New Year's Message to shop stewards

We are now half way through a Parliament in which the Coalition Government has used the opportunity of an economic crisis caused by the banks to launch an attack upon our welfare state which they have wanted for a generation.
The years of pay freeze, job losses and attacks on benefits and services have not reduced the public sector deficit - because that has never been the Government's intention. For the Cabinet of millionaires, the attack on our living standards and public services is an end in itself.
It will be a difficult year in 2013 (as UNISON warns on our national website today - but if we work hard together we can make it less difficult - and make a real positive difference.
At a local level, since the General Election, we have lost hundreds of jobs in the Council, including some compulsory redundancies. However, we have also delayed and/or avoided many job losses.
The stronger and more effectively we are organised at a local level, the better will be the job that we can do to limit the damage being done to jobs and services as a result of the Government's economic policy.
In particular, we need to be prepared to win arguments with our members, perhaps section-by-section, to be prepared to take industrial action as part of our campaigning activity against cuts. In general we need to encourage more activism, including lobbies of Council meetings and participation in all sorts of campaigning.
Now more than ever we need to remember, and remind our members, that the Union is not something else, separate from the membership, and that we need to organise and mobilise our members to be active in defending our interests as local government workers.
Of course we also need to see a change in approach nationally from the leaders of the trade unions and the Labour Party if we are to be able to reverse the attacks upon our living standards and public services from the Government. We can only do so much at a local level.

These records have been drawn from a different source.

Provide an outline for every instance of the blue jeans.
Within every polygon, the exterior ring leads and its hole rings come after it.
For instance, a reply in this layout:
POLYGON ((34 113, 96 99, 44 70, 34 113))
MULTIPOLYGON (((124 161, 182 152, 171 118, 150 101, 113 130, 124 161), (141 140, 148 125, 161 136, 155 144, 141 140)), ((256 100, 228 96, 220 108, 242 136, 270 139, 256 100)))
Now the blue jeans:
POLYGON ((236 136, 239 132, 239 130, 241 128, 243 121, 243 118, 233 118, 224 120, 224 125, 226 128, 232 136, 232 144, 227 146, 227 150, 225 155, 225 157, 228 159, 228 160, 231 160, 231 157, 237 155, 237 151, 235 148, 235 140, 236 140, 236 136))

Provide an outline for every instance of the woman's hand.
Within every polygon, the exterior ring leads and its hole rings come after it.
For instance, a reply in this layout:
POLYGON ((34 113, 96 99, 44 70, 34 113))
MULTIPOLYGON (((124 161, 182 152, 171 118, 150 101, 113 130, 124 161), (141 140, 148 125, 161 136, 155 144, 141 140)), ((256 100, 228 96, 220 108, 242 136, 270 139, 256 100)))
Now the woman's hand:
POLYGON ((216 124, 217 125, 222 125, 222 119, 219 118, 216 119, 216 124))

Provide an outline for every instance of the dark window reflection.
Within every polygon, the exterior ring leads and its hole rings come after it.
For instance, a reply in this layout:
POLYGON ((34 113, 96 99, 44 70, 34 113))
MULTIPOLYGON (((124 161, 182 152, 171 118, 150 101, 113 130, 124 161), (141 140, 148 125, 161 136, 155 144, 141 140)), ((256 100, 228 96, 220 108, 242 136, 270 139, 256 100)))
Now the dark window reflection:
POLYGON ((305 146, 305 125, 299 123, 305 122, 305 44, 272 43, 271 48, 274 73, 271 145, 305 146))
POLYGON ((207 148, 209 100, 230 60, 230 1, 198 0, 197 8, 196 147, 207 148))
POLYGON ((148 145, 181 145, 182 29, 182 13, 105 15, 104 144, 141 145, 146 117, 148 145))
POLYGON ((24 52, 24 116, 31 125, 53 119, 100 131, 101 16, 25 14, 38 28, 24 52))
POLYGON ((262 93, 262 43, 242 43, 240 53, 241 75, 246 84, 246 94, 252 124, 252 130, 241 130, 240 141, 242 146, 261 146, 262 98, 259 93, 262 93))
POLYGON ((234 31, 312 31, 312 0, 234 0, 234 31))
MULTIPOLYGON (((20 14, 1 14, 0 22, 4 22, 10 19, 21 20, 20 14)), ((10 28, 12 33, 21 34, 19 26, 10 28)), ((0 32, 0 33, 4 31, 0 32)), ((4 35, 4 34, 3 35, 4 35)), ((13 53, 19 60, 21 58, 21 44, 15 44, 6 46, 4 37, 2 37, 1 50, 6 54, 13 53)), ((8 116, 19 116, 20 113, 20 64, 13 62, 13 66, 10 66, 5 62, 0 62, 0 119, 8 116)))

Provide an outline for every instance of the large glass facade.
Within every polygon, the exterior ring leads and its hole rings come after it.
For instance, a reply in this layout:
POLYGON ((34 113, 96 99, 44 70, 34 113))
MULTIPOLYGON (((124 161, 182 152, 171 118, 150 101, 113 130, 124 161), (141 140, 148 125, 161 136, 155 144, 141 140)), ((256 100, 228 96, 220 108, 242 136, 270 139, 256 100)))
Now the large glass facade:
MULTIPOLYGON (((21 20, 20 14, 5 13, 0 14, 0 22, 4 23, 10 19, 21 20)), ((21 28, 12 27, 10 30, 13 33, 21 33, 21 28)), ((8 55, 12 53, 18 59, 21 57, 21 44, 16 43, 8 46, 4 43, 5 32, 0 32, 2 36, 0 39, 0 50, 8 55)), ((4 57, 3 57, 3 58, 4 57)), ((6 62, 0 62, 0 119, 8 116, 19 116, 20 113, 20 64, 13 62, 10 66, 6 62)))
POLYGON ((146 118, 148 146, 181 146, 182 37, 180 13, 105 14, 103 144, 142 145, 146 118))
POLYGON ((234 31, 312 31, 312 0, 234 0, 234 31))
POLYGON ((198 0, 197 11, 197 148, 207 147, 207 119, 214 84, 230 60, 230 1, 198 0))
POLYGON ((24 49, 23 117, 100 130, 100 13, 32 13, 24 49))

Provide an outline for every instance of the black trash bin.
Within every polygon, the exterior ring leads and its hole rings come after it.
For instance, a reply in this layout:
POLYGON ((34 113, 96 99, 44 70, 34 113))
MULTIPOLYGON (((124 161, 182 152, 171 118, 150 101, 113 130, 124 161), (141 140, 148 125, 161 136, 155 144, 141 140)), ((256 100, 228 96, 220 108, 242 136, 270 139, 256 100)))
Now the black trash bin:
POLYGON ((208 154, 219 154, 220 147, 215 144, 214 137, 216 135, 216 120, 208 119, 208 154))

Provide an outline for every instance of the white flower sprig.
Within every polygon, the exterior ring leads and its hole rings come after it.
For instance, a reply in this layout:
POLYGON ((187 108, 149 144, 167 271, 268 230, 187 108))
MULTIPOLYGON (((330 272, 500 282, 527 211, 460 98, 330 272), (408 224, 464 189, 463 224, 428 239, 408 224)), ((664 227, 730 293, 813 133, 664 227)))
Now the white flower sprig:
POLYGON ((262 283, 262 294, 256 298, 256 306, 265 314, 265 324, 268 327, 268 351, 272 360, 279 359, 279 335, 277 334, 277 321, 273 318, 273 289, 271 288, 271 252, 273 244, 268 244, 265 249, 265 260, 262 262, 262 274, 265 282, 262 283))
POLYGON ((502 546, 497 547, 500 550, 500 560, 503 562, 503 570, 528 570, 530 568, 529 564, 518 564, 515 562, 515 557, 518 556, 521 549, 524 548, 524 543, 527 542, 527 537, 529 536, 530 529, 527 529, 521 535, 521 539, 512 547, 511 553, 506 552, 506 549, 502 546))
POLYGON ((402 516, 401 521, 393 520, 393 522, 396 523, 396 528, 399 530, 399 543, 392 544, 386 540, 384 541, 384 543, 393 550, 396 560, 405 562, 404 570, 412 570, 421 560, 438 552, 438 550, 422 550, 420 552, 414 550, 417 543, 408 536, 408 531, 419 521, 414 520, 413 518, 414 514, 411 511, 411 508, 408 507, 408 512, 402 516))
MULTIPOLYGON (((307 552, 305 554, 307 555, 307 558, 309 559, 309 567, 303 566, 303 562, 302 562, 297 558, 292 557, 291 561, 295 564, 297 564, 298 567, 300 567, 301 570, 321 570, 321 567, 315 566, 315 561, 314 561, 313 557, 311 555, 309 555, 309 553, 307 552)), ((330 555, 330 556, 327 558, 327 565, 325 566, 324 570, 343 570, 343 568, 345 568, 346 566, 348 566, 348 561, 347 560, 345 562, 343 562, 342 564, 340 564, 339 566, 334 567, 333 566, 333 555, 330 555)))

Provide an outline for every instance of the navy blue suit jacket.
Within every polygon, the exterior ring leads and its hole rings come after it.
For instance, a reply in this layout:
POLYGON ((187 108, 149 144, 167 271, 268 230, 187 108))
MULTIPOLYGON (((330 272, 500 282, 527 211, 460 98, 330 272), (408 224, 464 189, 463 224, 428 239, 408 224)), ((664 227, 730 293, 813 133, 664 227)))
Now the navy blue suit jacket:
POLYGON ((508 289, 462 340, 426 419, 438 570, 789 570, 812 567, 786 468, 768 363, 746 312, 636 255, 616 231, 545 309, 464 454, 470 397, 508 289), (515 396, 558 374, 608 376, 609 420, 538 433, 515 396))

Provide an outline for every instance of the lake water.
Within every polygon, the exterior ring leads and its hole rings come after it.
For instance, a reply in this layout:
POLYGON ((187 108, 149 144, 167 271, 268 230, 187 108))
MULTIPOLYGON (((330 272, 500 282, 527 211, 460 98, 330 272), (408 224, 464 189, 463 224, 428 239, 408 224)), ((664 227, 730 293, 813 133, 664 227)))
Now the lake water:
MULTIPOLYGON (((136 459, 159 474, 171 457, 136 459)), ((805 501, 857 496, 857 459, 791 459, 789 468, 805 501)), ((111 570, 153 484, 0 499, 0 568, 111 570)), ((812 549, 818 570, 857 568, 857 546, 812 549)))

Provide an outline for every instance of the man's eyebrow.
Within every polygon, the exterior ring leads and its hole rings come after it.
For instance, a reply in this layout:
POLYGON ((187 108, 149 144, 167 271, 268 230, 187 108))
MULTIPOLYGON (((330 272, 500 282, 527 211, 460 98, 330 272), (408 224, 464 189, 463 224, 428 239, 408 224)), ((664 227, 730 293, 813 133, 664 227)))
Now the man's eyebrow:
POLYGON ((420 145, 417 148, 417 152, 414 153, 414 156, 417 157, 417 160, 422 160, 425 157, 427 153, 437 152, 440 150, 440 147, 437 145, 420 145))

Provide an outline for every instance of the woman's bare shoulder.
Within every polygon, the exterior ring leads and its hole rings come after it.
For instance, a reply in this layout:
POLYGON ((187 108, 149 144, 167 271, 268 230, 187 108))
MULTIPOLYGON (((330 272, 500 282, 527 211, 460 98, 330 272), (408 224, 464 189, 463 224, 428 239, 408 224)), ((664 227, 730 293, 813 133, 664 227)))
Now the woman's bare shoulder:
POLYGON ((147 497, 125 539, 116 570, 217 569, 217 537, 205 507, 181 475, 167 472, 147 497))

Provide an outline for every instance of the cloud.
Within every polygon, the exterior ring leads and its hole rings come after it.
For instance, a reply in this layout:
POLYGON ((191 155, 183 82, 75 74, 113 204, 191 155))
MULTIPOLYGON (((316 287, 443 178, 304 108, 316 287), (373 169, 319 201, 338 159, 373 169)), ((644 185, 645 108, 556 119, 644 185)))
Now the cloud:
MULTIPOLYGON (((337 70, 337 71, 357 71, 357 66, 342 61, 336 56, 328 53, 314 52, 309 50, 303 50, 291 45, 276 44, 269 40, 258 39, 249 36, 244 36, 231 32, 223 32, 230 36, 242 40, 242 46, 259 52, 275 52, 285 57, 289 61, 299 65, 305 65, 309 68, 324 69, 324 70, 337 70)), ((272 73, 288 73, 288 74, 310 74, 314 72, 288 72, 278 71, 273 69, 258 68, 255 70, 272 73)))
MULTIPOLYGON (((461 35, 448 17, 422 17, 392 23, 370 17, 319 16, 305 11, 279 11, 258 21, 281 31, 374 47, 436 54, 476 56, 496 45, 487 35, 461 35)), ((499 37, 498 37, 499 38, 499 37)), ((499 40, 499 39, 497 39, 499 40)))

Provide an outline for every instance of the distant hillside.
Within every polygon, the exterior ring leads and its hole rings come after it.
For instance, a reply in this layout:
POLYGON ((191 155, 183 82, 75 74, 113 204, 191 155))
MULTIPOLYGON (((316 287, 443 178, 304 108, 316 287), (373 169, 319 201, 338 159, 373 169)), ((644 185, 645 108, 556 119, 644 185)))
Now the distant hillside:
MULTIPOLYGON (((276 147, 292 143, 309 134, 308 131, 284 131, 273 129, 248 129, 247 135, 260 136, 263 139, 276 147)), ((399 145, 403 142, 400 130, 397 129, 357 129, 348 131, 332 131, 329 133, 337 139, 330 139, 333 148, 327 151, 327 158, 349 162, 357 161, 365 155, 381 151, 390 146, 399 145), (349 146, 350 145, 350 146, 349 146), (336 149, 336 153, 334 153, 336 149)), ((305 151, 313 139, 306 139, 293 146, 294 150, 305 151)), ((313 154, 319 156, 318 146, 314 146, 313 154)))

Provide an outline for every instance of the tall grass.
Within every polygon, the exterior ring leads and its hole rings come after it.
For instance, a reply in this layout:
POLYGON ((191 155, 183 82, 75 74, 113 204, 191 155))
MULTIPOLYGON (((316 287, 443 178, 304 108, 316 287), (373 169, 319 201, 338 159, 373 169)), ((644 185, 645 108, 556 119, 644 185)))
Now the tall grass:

Former Council Leader, Ted Knight, has recently explained what Labour Councils should be doing, with which I agree wholeheartedly and which I would urge you to read (
Our Branch Annual General Meeting will be an opportunity for us to consider what demands we should be making to our UNISON Conference about how our trade unions use the power of our six million members to stand up to the Government.
As much as I know 2013 will be tough and will see a lot of hard work, I cannot imagine a better place in which to face this challenge than the Lambeth branch of UNISON. I look forward to seeing you at the next Branch Committee and at the Annual General Meeting.